Whenever I got close enough to a street dog to pat and comfort it, the dogs response was always the same. As I rubbed ears or stroked chins or ruffled chests, there was never any reaction. Its as though the dogs have given up on life. But it was that universal characteristic of dogs their loyalty that was so evident to me in India. Many dogs in India never have their needs met. They can live their whole lives beside a cafe or a restaurant and never be given a scrap of food. And yet they choose to stay, to live near human beings. No other animal in India has a choice elephants, horses, oxen are all forced to stay. Its only the dog who chooses people.
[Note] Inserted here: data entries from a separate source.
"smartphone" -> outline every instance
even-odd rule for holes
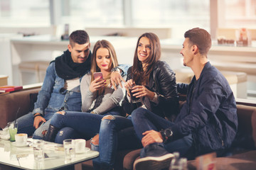
[[[103,79],[103,75],[102,72],[95,72],[93,73],[93,77],[95,79],[96,79],[98,77],[101,77],[102,79]]]

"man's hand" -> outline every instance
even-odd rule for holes
[[[122,77],[119,71],[111,72],[110,75],[111,84],[113,86],[114,90],[117,90],[117,86],[120,85],[122,88],[122,81],[125,82],[125,80]]]
[[[142,140],[143,147],[146,147],[148,144],[152,143],[161,143],[164,142],[161,133],[154,130],[148,130],[142,133],[144,137]]]
[[[153,100],[154,98],[154,93],[146,89],[144,86],[137,85],[134,86],[132,89],[132,93],[133,93],[133,96],[136,98],[146,96],[150,100]]]
[[[96,79],[93,80],[89,86],[89,90],[93,93],[100,89],[103,88],[104,86],[106,84],[106,81],[102,79],[101,77],[98,77]]]
[[[37,114],[36,114],[35,115],[36,115]],[[39,127],[39,124],[41,122],[45,123],[46,122],[46,119],[44,118],[43,118],[41,115],[38,115],[34,118],[34,123],[33,123],[33,127],[35,127],[36,129],[38,128]]]

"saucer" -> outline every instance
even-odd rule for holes
[[[85,154],[85,153],[89,152],[90,150],[90,149],[89,147],[85,147],[84,151],[79,152],[79,153],[75,153],[75,154]]]
[[[12,145],[14,145],[14,147],[28,147],[30,142],[26,142],[26,144],[17,144],[16,143],[16,142],[14,142],[11,143]]]

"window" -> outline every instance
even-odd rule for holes
[[[49,1],[0,0],[0,23],[5,27],[49,26]]]
[[[225,0],[225,22],[223,27],[255,28],[256,0]]]
[[[172,37],[194,27],[210,29],[209,1],[133,0],[134,26],[170,27]]]
[[[81,28],[88,26],[110,26],[123,24],[122,1],[120,0],[62,1],[61,5],[61,24],[80,26]],[[69,11],[65,11],[66,9]]]

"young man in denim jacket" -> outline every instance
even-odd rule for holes
[[[70,34],[69,40],[68,49],[48,67],[33,112],[17,119],[18,133],[42,139],[48,129],[48,120],[55,112],[81,111],[80,80],[90,70],[90,38],[85,30],[78,30]],[[127,67],[124,65],[122,70],[127,71]],[[111,76],[114,87],[124,81],[118,69],[113,70]]]
[[[183,65],[195,74],[189,85],[178,85],[178,92],[187,95],[186,102],[174,123],[146,110],[132,114],[144,146],[142,158],[134,164],[137,170],[168,168],[174,152],[188,159],[212,152],[220,156],[235,138],[235,101],[228,81],[208,61],[210,35],[196,28],[186,32],[184,37],[181,51]]]

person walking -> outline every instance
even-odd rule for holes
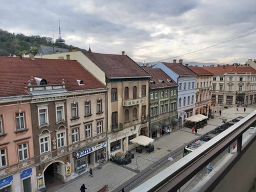
[[[195,132],[196,133],[196,134],[197,134],[197,129],[196,129],[196,127],[195,128]]]
[[[80,188],[80,191],[81,192],[85,192],[85,189],[87,189],[87,188],[85,187],[84,184],[83,184]]]
[[[195,131],[195,127],[193,126],[192,127],[192,133],[194,134],[194,131]]]

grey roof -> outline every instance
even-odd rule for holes
[[[60,51],[61,52],[69,52],[67,49],[40,45],[36,56],[54,54],[56,51]]]

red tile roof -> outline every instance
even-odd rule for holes
[[[212,76],[213,74],[211,72],[205,70],[202,67],[197,67],[197,66],[188,66],[189,68],[190,68],[194,73],[195,73],[198,76]]]
[[[126,55],[83,52],[109,78],[150,77],[148,72]]]
[[[154,83],[149,83],[150,88],[167,88],[178,86],[178,84],[161,68],[152,68],[151,67],[145,69],[152,76],[150,81]]]
[[[28,81],[36,85],[35,77],[45,79],[48,84],[61,84],[64,79],[68,91],[106,88],[74,60],[1,56],[0,68],[0,97],[28,95]],[[84,85],[79,85],[77,79]]]
[[[187,67],[183,65],[180,63],[166,63],[162,62],[165,66],[170,70],[177,74],[179,76],[196,76],[193,71],[188,68]]]
[[[204,69],[211,72],[214,75],[224,75],[225,73],[252,73],[256,74],[256,70],[248,66],[225,65],[217,67],[204,67]]]

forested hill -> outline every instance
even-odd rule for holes
[[[0,56],[10,54],[20,55],[33,51],[36,54],[40,45],[54,46],[55,47],[68,49],[73,48],[85,51],[79,47],[66,44],[53,44],[52,38],[40,36],[39,35],[26,36],[22,33],[14,34],[0,29]]]

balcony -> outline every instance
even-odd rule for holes
[[[132,106],[138,105],[144,102],[144,99],[143,98],[138,98],[136,99],[129,99],[123,100],[123,106],[124,107],[129,107]]]
[[[141,116],[141,124],[146,124],[150,120],[150,116],[148,115],[147,116]]]
[[[119,125],[111,125],[111,132],[116,132],[124,130],[123,124],[119,124]]]

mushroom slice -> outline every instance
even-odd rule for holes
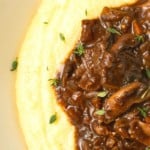
[[[126,112],[133,104],[141,103],[150,98],[150,94],[145,93],[147,87],[141,82],[132,82],[112,96],[110,96],[104,104],[105,110],[105,123],[114,121],[116,117]]]
[[[138,119],[131,121],[129,129],[130,137],[147,146],[150,145],[150,124]]]

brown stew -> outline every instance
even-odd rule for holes
[[[82,21],[55,87],[78,150],[150,146],[150,2],[105,7]]]

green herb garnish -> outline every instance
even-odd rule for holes
[[[137,42],[144,42],[144,37],[143,37],[143,35],[137,35],[137,36],[135,37],[135,40],[136,40]]]
[[[17,66],[18,66],[18,61],[17,61],[17,58],[16,60],[14,60],[11,64],[11,69],[10,71],[15,71],[17,69]]]
[[[66,40],[63,33],[59,33],[59,37],[60,37],[60,39],[61,39],[62,41],[65,41],[65,40]]]
[[[97,110],[95,112],[95,114],[97,114],[97,115],[104,115],[105,114],[105,110],[104,109]]]
[[[58,86],[58,84],[60,83],[60,80],[58,79],[49,79],[48,81],[50,81],[51,86]]]
[[[87,9],[85,10],[85,15],[87,16],[88,12],[87,12]]]
[[[146,108],[146,107],[137,107],[137,109],[140,111],[140,114],[145,118],[147,116],[147,112],[149,110],[149,108]]]
[[[97,96],[98,97],[105,97],[108,94],[108,91],[100,91],[98,92]]]
[[[113,34],[121,35],[121,33],[117,31],[115,28],[107,28],[107,31]]]
[[[53,114],[51,117],[50,117],[50,120],[49,120],[49,123],[50,124],[52,124],[52,123],[54,123],[55,121],[56,121],[56,113],[55,114]]]
[[[150,78],[150,69],[146,69],[146,75],[148,78]]]
[[[77,48],[75,49],[75,51],[74,51],[74,53],[75,53],[76,55],[78,55],[78,56],[83,55],[84,52],[85,52],[85,50],[84,50],[84,47],[83,47],[82,43],[80,43],[80,44],[77,46]]]
[[[141,99],[144,99],[148,94],[150,94],[150,87],[146,91],[144,91],[144,93],[141,96]]]

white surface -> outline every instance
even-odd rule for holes
[[[11,62],[39,0],[0,0],[0,150],[25,150],[15,106]]]

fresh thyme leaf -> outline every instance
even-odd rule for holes
[[[58,84],[60,83],[58,79],[49,79],[48,81],[50,81],[51,86],[58,86]]]
[[[85,15],[87,16],[88,12],[87,12],[87,9],[85,10]]]
[[[144,37],[143,37],[143,35],[137,35],[135,37],[135,40],[138,41],[138,42],[144,42]]]
[[[99,109],[95,112],[95,114],[97,115],[104,115],[105,114],[105,110],[104,109]]]
[[[59,33],[59,36],[60,36],[60,39],[61,39],[62,41],[65,41],[65,40],[66,40],[63,33]]]
[[[137,109],[140,111],[141,115],[145,118],[147,116],[147,111],[148,111],[148,108],[140,108],[140,107],[137,107]]]
[[[50,124],[54,123],[54,122],[56,121],[56,119],[57,119],[57,116],[56,116],[56,113],[55,113],[55,114],[53,114],[53,115],[50,117],[49,123],[50,123]]]
[[[107,31],[113,34],[121,35],[121,33],[117,31],[115,28],[107,28]]]
[[[144,93],[141,96],[141,99],[144,99],[146,96],[148,96],[150,94],[150,87],[148,87],[148,89],[146,91],[144,91]]]
[[[98,97],[105,97],[108,94],[108,91],[100,91],[98,92],[97,96]]]
[[[150,69],[146,69],[146,75],[148,78],[150,78]]]
[[[77,48],[75,49],[75,51],[74,51],[74,53],[75,53],[76,55],[78,55],[78,56],[83,55],[84,52],[85,52],[85,50],[84,50],[84,47],[83,47],[82,43],[80,43],[80,44],[77,46]]]
[[[17,58],[12,62],[10,71],[15,71],[18,66]]]

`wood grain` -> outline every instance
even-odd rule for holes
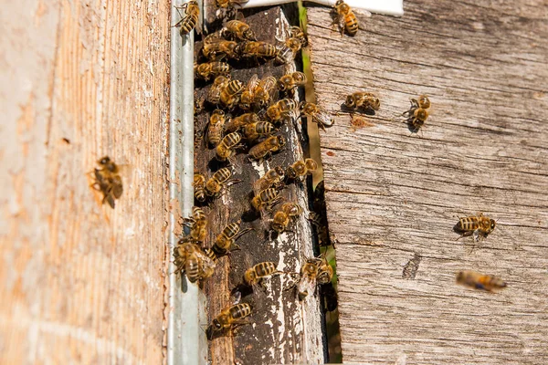
[[[321,139],[345,362],[546,363],[544,5],[408,1],[401,18],[361,18],[354,38],[309,9],[318,100],[339,113]],[[353,123],[341,104],[362,89],[381,109]],[[401,114],[420,94],[431,116],[412,134]],[[495,231],[456,241],[478,211]],[[458,287],[462,269],[509,287]]]
[[[0,363],[161,363],[169,4],[2,10]],[[107,154],[115,210],[86,175]]]

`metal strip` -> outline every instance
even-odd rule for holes
[[[180,19],[172,2],[172,23]],[[174,274],[174,247],[177,243],[174,229],[179,212],[188,216],[194,204],[194,32],[184,37],[178,27],[171,29],[171,81],[169,130],[170,197],[170,265],[167,328],[167,363],[169,365],[206,364],[207,340],[202,326],[206,323],[206,297],[195,284],[182,283]],[[179,209],[176,209],[178,207]]]

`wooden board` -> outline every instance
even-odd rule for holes
[[[162,363],[169,2],[2,14],[0,363]],[[86,176],[106,154],[115,210]]]
[[[405,4],[401,18],[360,18],[353,38],[332,31],[328,8],[308,12],[318,100],[341,113],[321,139],[343,360],[546,363],[548,8]],[[341,104],[357,90],[381,109],[353,124]],[[401,115],[420,94],[431,116],[412,135]],[[458,217],[478,211],[495,231],[456,241]],[[462,269],[509,287],[457,286]]]

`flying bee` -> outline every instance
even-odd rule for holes
[[[257,121],[244,127],[244,137],[253,141],[260,137],[269,136],[276,131],[274,124],[268,121]]]
[[[298,108],[299,104],[294,99],[282,99],[267,109],[267,117],[273,123],[279,124],[290,118]]]
[[[273,152],[277,152],[286,144],[283,136],[270,136],[260,143],[249,149],[248,156],[253,160],[263,160],[269,158]]]
[[[306,84],[306,75],[302,72],[292,72],[286,74],[278,80],[278,89],[279,91],[288,92],[289,90],[304,86]]]
[[[497,291],[507,287],[507,284],[497,276],[470,270],[458,272],[457,274],[457,284],[487,291]]]
[[[302,207],[294,203],[285,203],[281,205],[281,208],[274,214],[272,219],[271,228],[276,231],[279,235],[284,232],[291,218],[302,214]]]
[[[225,112],[221,110],[213,110],[207,126],[207,143],[216,147],[223,138],[225,127]]]
[[[411,108],[404,112],[404,116],[407,116],[407,124],[413,131],[416,131],[425,124],[428,118],[428,109],[430,109],[430,99],[426,95],[411,99]]]
[[[100,169],[96,168],[93,171],[95,181],[91,187],[103,193],[103,204],[106,202],[111,205],[111,208],[114,209],[116,206],[115,200],[120,199],[123,193],[120,167],[109,156],[100,159],[97,164],[100,166]]]
[[[257,40],[255,33],[249,27],[249,25],[239,20],[230,20],[227,22],[221,30],[221,36],[227,39],[237,41]]]
[[[256,286],[260,286],[262,288],[265,288],[264,279],[282,273],[283,271],[279,271],[276,268],[275,263],[265,261],[246,270],[244,273],[244,282],[249,287],[255,287]]]
[[[240,146],[241,140],[242,136],[237,132],[227,134],[216,148],[216,158],[221,162],[230,159]]]
[[[207,339],[212,339],[216,332],[234,329],[237,326],[248,324],[244,318],[251,315],[253,308],[248,303],[238,303],[227,307],[216,317],[207,328]]]
[[[300,160],[286,169],[286,179],[303,180],[307,174],[311,175],[318,169],[318,162],[312,159]]]
[[[211,78],[220,75],[228,75],[232,68],[226,62],[211,61],[200,65],[195,65],[195,75],[197,78],[209,81]]]
[[[325,130],[325,127],[332,127],[335,120],[331,118],[327,111],[314,103],[302,101],[300,105],[300,116],[312,117],[312,121],[318,124],[318,127]]]
[[[200,17],[200,7],[198,2],[195,0],[190,0],[188,3],[184,3],[181,6],[175,6],[177,12],[179,9],[184,10],[184,16],[179,12],[181,20],[179,20],[174,26],[180,26],[179,34],[181,36],[186,36],[188,33],[196,26],[198,18]]]
[[[215,245],[211,248],[217,257],[226,255],[231,250],[239,250],[236,241],[247,234],[253,231],[253,228],[240,229],[241,220],[227,224],[223,231],[216,236]]]
[[[477,215],[459,218],[458,223],[455,225],[455,230],[461,234],[460,237],[471,235],[474,241],[478,242],[480,237],[485,238],[493,232],[496,225],[497,223],[494,219],[490,219],[480,212]]]
[[[245,113],[238,117],[233,118],[229,122],[227,122],[225,126],[225,131],[227,133],[232,133],[258,121],[258,116],[257,114]]]

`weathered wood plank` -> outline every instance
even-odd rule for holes
[[[0,362],[161,363],[168,2],[4,4]],[[86,172],[129,164],[115,210]]]
[[[310,8],[320,105],[381,99],[353,124],[321,132],[329,226],[336,239],[345,362],[545,363],[548,359],[548,9],[543,2],[406,2],[341,38]],[[427,94],[410,135],[403,111]],[[356,120],[354,120],[356,121]],[[456,241],[457,216],[497,219],[479,244]],[[418,261],[415,278],[404,267]],[[497,295],[456,286],[475,269]]]

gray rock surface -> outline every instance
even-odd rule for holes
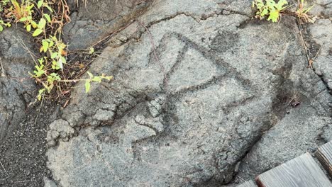
[[[84,50],[131,23],[144,12],[150,0],[69,1],[72,22],[64,28],[70,50]],[[78,8],[77,6],[78,5]]]
[[[331,14],[326,13],[331,11],[331,3],[332,1],[329,0],[316,1],[316,4],[323,5],[321,11],[324,13],[321,16],[325,18],[317,20],[308,28],[309,46],[317,45],[314,49],[318,53],[313,63],[313,71],[321,81],[315,78],[314,82],[316,82],[314,86],[308,81],[311,79],[308,79],[308,74],[303,74],[301,81],[304,86],[294,93],[293,101],[289,104],[299,101],[300,105],[287,111],[248,152],[236,181],[253,178],[305,152],[314,152],[320,145],[332,140],[332,22],[327,18]],[[311,56],[314,59],[316,54]]]
[[[155,1],[92,64],[114,80],[78,84],[52,123],[56,183],[220,186],[322,144],[332,98],[295,19],[251,16],[250,1]]]
[[[26,116],[36,87],[28,74],[34,62],[23,47],[33,51],[32,37],[20,28],[8,28],[0,33],[0,43],[1,142]]]

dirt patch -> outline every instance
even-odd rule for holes
[[[43,112],[38,115],[40,108]],[[0,145],[0,186],[44,186],[43,178],[51,178],[45,138],[57,108],[57,104],[45,102],[41,108],[28,108],[26,120],[9,131]]]

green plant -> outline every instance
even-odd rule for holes
[[[282,11],[287,8],[286,0],[280,0],[276,3],[274,0],[254,0],[253,7],[257,7],[256,18],[263,19],[267,17],[267,21],[277,22]]]
[[[304,0],[297,0],[297,8],[296,11],[288,10],[289,7],[287,0],[253,0],[253,8],[256,8],[255,17],[260,19],[267,18],[267,21],[277,22],[280,19],[282,15],[290,15],[297,16],[301,23],[314,22],[314,20],[307,14],[311,9],[306,6]]]
[[[314,21],[307,14],[312,7],[314,7],[314,5],[308,7],[306,4],[304,2],[304,0],[297,0],[297,7],[298,8],[295,13],[301,23],[314,22]]]
[[[56,11],[55,11],[56,10]],[[79,79],[69,76],[70,64],[67,63],[67,45],[61,40],[62,28],[70,21],[69,7],[65,0],[4,0],[0,2],[0,32],[11,23],[21,23],[40,44],[40,57],[36,60],[35,70],[29,74],[42,85],[37,98],[45,94],[51,95],[56,89],[57,96],[68,83],[85,81],[86,92],[90,90],[91,82],[111,80],[112,76],[94,76],[88,72],[89,79]],[[11,22],[5,22],[1,18]],[[89,54],[94,53],[90,48]],[[79,75],[81,75],[80,74]],[[65,91],[67,92],[67,91]]]

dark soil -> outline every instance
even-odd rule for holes
[[[40,106],[28,108],[26,120],[11,127],[0,145],[0,186],[40,187],[44,177],[52,178],[46,167],[46,134],[59,107],[50,102]]]

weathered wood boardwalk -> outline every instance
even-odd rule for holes
[[[316,157],[332,177],[332,141],[319,147]]]
[[[252,181],[246,181],[245,183],[238,186],[238,187],[257,187],[256,184]]]
[[[332,176],[332,141],[319,147],[316,156]],[[332,187],[332,183],[309,153],[269,170],[238,187]],[[257,186],[256,186],[257,185]]]

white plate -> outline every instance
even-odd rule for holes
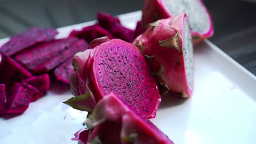
[[[120,17],[134,28],[141,15]],[[94,22],[59,28],[57,37]],[[208,40],[194,53],[194,95],[186,101],[164,97],[152,121],[176,143],[255,143],[255,77]],[[84,127],[86,112],[61,103],[72,97],[69,86],[54,83],[24,114],[0,118],[0,143],[77,143],[71,139]]]

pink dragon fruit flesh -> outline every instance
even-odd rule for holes
[[[71,79],[74,95],[83,95],[83,103],[88,104],[86,100],[97,102],[114,92],[142,116],[155,117],[161,97],[150,68],[138,49],[120,39],[109,40],[107,37],[94,40],[88,47],[93,49],[74,57],[76,71]],[[74,106],[75,99],[65,103]],[[90,103],[85,106],[90,111],[94,105]]]
[[[44,95],[50,89],[50,78],[48,74],[33,76],[22,81],[36,88],[39,91],[31,98],[31,101],[34,101]]]
[[[110,14],[98,13],[97,18],[101,26],[108,30],[114,38],[132,43],[135,38],[135,31],[121,25],[119,19]]]
[[[162,85],[185,98],[192,94],[193,46],[185,14],[150,23],[133,43]]]
[[[91,131],[83,143],[174,143],[113,93],[98,101],[85,123]]]
[[[9,88],[15,82],[20,82],[32,76],[30,72],[10,57],[0,52],[0,83],[5,83]]]
[[[75,37],[79,39],[83,39],[88,43],[90,43],[92,40],[107,36],[110,39],[113,39],[112,35],[98,24],[84,27],[81,31],[73,30],[71,32],[69,37]]]
[[[7,93],[5,114],[23,113],[28,107],[31,98],[38,92],[27,83],[15,83]]]
[[[72,61],[73,57],[71,57],[54,70],[53,73],[57,80],[70,84],[70,78],[74,73]]]
[[[74,37],[54,40],[18,54],[15,59],[35,74],[54,69],[86,47],[84,40]]]
[[[196,44],[213,34],[211,16],[201,0],[146,0],[142,25],[146,29],[149,23],[182,13],[185,13],[189,17],[193,43]]]
[[[5,85],[0,83],[0,116],[5,111]]]
[[[88,45],[84,46],[84,51],[87,49]],[[63,63],[61,65],[57,67],[53,71],[56,79],[66,83],[69,84],[69,80],[71,75],[74,73],[74,67],[72,65],[73,57],[71,57],[68,61]]]
[[[32,27],[26,32],[11,37],[0,47],[0,52],[3,52],[7,56],[13,56],[31,46],[51,40],[57,34],[58,32],[54,29]]]

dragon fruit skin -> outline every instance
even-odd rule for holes
[[[134,40],[135,31],[123,26],[118,18],[102,13],[98,13],[97,18],[99,25],[108,31],[114,38],[120,39],[129,43]]]
[[[186,13],[189,18],[194,44],[212,36],[214,29],[212,18],[201,0],[176,1],[146,0],[141,21],[144,29],[148,23],[158,20]],[[173,3],[171,3],[172,2]]]
[[[94,49],[74,57],[73,65],[76,73],[71,79],[74,95],[90,91],[97,102],[104,95],[116,92],[145,117],[155,117],[161,97],[138,49],[123,40],[109,40],[107,38],[94,40],[89,47],[91,44],[96,45]]]
[[[134,41],[142,55],[151,57],[153,72],[160,83],[183,97],[193,91],[193,44],[185,14],[150,24]]]
[[[0,83],[0,116],[5,111],[5,85]]]
[[[79,39],[84,39],[87,43],[90,43],[92,40],[107,36],[113,39],[113,36],[98,24],[95,24],[83,28],[80,31],[73,30],[68,37],[75,37]]]
[[[0,52],[0,83],[8,88],[16,81],[32,76],[31,73],[10,57]]]
[[[93,128],[88,143],[173,143],[154,124],[113,93],[98,101],[85,123]],[[107,133],[110,130],[111,133]]]
[[[19,35],[15,35],[0,47],[0,52],[7,56],[13,56],[17,52],[31,46],[49,40],[58,32],[54,29],[44,29],[34,27]]]
[[[23,113],[28,107],[31,98],[38,92],[38,89],[27,83],[14,83],[7,95],[5,114]]]
[[[48,74],[33,76],[23,80],[22,82],[27,83],[37,88],[39,91],[39,92],[35,93],[31,98],[31,102],[34,101],[38,98],[44,95],[46,92],[50,89],[50,81]]]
And, although organisations like Vets Beyond Borders offer enormous hope to the street dogs of India, the more things change, the more they stay the same.

As I left India in March, the worlds animal-welfare community was on fire with outrage at a mass dog extermination in Bangalore. For the second time in a year, a young child had been killed by a pack of street dogs. This was proof, the authorities claimed, that the desexing programs do not work. As I boarded the plane at Delhi, it was to the sound of the voice of Bangalores Health Minister ringing in my ears. We will intensify the culling operations without any mercy, he proclaimed.

But, as Scheutze from Vets Beyond Borders says, we have to start somewhere. And there is hope. At first, I was overwhelmed by the enormity of the problem and didn’t think I could do anything to make a difference, she says. Then I desexed and treated my first dog and saw what a difference it made to that dog. So we have to continue, one animal at a time.